## Stata 15 help for seed

[R] set seed -- Specify random-number seed and state

Syntax

set seed #

set rngstate statecode

# is any number between 0 and 2^31-1 (or 2,147,483,647).

statecode is a random-number state previously obtained from creturn value c(rngstate).

Description

set seed # specifies the initial value of the random-number seed used by the random-number functions, such as runiform() and rnormal().

set rngstate statecode resets the state of the random-number generator to the value specified, which is a state previously obtained from creturn value c(rngstate).

set seed # and set rngstate statecode apply to the current random-number generator. Every random-number generator in Stata has its own seed and state encoding.

Remarks

Remarks are presented under the following headings:

Examples

1. Specify initial value of random-number seed

. set seed 339487731

2. Create variable u containing uniformly distributed pseudorandom numbers on the interval (0,1)

. generate u = runiform()

3. Create variable z containing normally distributed random numbers with mean 0 and standard deviation 1

. generate z = rnormal()

4. Obtain state of pseudorandom-number generator and store it in a local macro named state

. local state = c(rngstate)

5. Restore pseudorandom-number generator state to that previously stored in local macro named state

. set rngstate `state'

Setting the seed

Stata's random-number generation functions, such as runiform() and rnormal(), do not really produce random numbers. These functions are deterministic algorithms that produce numbers that can pass for random. runiform() produces numbers that can pass for independent draws from a rectangular distribution over (0,1); rnormal() produces numbers that can pass for independent draws from N(0,1). Stata's random-number functions are formally called pseudorandom-number functions. The default pseudorandom-number generator introduced in Stata 14 is the 64-bit Mersenne Twister. See Matsumoto and Nishimura (1998) and Random-number generators in Stata in [R] set rng for more details.

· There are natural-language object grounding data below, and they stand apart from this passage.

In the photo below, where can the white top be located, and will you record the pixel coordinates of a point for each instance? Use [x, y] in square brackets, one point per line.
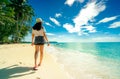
[38, 33]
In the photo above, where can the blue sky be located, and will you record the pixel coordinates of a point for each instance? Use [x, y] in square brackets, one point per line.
[78, 20]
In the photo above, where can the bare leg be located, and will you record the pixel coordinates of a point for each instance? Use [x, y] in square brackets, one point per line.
[36, 55]
[41, 54]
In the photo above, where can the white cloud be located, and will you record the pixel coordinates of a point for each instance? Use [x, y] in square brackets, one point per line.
[70, 28]
[91, 10]
[48, 24]
[88, 13]
[57, 15]
[107, 19]
[69, 2]
[115, 25]
[50, 34]
[91, 29]
[55, 21]
[81, 1]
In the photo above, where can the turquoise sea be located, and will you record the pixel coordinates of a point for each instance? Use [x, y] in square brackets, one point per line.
[88, 60]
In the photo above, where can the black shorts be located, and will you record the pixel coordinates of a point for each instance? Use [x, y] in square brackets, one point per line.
[39, 40]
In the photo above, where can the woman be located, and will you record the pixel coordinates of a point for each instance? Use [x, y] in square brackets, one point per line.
[38, 36]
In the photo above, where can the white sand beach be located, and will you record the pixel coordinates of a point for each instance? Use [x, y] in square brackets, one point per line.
[17, 61]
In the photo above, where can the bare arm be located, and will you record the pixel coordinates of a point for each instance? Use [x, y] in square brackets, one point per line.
[46, 38]
[33, 39]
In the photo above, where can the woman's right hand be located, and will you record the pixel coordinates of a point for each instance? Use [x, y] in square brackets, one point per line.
[32, 44]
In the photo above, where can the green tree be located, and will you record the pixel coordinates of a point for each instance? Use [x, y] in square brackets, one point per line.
[6, 21]
[23, 16]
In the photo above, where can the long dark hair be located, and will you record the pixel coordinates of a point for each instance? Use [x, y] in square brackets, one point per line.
[38, 26]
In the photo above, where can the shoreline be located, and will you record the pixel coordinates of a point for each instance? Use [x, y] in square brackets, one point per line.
[17, 62]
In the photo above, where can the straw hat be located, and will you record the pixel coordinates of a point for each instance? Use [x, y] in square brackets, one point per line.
[38, 20]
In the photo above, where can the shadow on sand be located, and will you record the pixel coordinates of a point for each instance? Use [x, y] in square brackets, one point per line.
[15, 71]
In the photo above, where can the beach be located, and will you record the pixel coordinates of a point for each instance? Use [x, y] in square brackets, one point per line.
[17, 61]
[61, 61]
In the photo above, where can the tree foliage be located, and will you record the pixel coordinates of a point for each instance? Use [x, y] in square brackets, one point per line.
[15, 18]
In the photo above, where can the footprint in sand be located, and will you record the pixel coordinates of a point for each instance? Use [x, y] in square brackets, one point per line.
[37, 77]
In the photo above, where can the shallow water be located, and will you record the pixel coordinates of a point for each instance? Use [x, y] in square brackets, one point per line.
[88, 60]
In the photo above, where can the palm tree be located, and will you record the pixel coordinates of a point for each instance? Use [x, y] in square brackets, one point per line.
[23, 16]
[6, 21]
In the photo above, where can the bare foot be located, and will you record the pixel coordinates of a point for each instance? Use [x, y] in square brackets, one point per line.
[39, 64]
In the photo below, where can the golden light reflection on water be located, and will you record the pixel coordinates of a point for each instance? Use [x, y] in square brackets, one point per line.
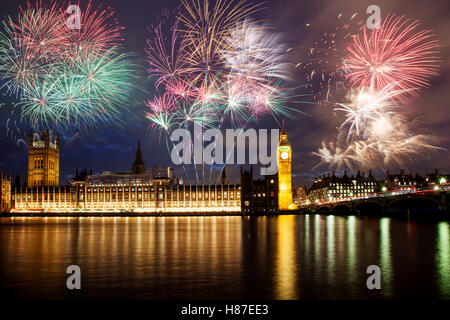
[385, 256]
[351, 249]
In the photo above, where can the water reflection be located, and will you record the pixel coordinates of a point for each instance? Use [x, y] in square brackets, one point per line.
[351, 249]
[443, 259]
[286, 266]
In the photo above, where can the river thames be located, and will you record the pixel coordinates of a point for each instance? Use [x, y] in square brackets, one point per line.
[284, 257]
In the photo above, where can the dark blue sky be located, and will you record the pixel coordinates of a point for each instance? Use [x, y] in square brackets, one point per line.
[113, 148]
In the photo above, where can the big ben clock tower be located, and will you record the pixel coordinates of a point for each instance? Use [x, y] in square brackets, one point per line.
[284, 154]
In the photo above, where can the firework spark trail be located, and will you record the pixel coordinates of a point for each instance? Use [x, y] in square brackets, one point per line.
[322, 65]
[100, 32]
[65, 78]
[204, 28]
[398, 52]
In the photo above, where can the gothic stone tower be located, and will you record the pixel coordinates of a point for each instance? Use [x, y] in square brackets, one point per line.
[43, 160]
[138, 165]
[284, 156]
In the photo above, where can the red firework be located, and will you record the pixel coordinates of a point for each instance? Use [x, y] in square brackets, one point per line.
[99, 30]
[40, 31]
[398, 52]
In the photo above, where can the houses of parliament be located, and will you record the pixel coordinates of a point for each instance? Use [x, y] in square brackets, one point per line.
[141, 190]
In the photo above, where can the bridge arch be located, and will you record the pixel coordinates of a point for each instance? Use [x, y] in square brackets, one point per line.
[324, 208]
[342, 207]
[369, 206]
[412, 204]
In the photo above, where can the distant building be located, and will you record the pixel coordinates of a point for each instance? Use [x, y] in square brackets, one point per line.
[43, 160]
[402, 181]
[405, 181]
[284, 161]
[138, 165]
[329, 188]
[5, 192]
[258, 196]
[436, 178]
[301, 198]
[162, 172]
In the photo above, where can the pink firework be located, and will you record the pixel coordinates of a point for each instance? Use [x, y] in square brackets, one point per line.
[398, 52]
[40, 31]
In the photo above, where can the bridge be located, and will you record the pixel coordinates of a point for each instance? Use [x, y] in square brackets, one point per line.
[425, 200]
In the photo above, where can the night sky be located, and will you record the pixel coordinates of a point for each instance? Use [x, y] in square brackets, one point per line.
[113, 148]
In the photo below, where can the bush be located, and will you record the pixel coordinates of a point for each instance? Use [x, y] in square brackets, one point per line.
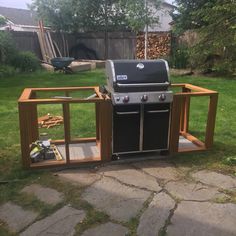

The sequences the random-number functions produce are determined by the seed, which is just a number and which is set to 123456789 every time Stata is launched. This means that runiform() produces the same sequence each time you start Stata. The first time you use runiform() after Stata is launched, runiform() returns 0.348871704556195. The second time you use it, runiform() returns 0.266885709753138. The third time you use it, ....

To obtain different sequences, you must specify different seeds using the set seed command. You might specify the seed 472195:

. set seed 472195

If you were now to use runiform(), the first call would return 0.713028143573182, the second call would return 0.920524469911484, and so on. Whenever you set seed 472195, runiform() will return those numbers the first two times you use it.

Thus you set the seed to obtain different pseudorandom sequences from the pseudorandom-number functions.

If you record the seed you set, pseudorandom results such as results from a simulation or imputed values from mi impute can be reproduced later. Whatever you do after setting the seed, if you set the seed to the same value and repeat what you did, you will obtain the same results.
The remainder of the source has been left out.